Recruitment occurred through web-based announcements on social media services, forums which were expected to include our target population (Facebook and Reddit groups discussing scientific and recreational use of psychedelic drugs, drug policy, substance-related issues and disorders), as well as general platforms designed to recruit research subjects. Data were collected through a survey (n = 1032), and behavioural testing (BADE and fear reversal learning) conducted in a subset of subjects (n = 39). Table 1 shows a list of assessments in the survey. See Supplement S1 for a flow chart of the overall study design.

Table 1 Study samples.

The survey employed screening for a number of psychopathology-spectrum traits (see complete list in the Open Science Foundation [OSF] entry: The present study focused specifically on schizotypy in relation to psychedelic drug use. The subjects were explicitly asked not to associate the symptoms with the acute effects of psychoactive drugs when filling out the questionnaires.

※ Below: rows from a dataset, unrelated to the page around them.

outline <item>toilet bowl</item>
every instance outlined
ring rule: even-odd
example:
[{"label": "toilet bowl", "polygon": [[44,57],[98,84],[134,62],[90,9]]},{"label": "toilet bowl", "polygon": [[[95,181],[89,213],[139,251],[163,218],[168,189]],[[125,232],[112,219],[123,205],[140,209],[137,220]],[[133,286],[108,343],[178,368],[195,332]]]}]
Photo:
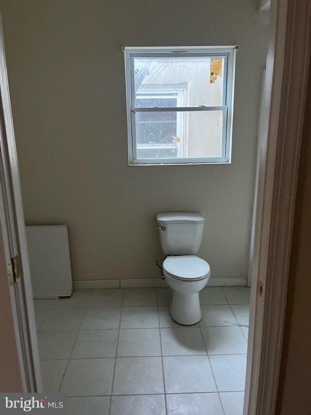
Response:
[{"label": "toilet bowl", "polygon": [[172,318],[179,324],[195,324],[202,317],[199,292],[210,275],[208,264],[195,255],[167,257],[163,273],[173,290],[170,306]]},{"label": "toilet bowl", "polygon": [[209,265],[196,255],[204,218],[198,212],[166,212],[158,213],[156,221],[162,250],[166,255],[163,274],[173,290],[171,316],[180,324],[195,324],[202,317],[199,292],[210,275]]}]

A follow-up survey was sent to all participants who specified their e-mail address in the initial survey and assessed extended history of drug use.

As we were specifically interested in the relation between psychedelics and psychosis-related symptoms in young adults that have no psychiatric or neurological comorbidities, a set of additional criteria was applied to delineate this group:

  • Age between 18 and 35 years

  • No neurological, psychiatric (such as major depression, bipolar disorder, schizophrenia, attention deficit hyperactivity disorder, autism-spectrum disorder, obsessive–compulsive disorder) or serious medical illness

  • No history of head trauma or brain damage

An experimental arm of the study was formed from a randomly drawn subset of psychedelic users without history of psychiatric disorders who live in Stockholm area (n = 22) and their age- and sex-matched non-user counterparts (n = 17) meeting the afore-mentioned criteria.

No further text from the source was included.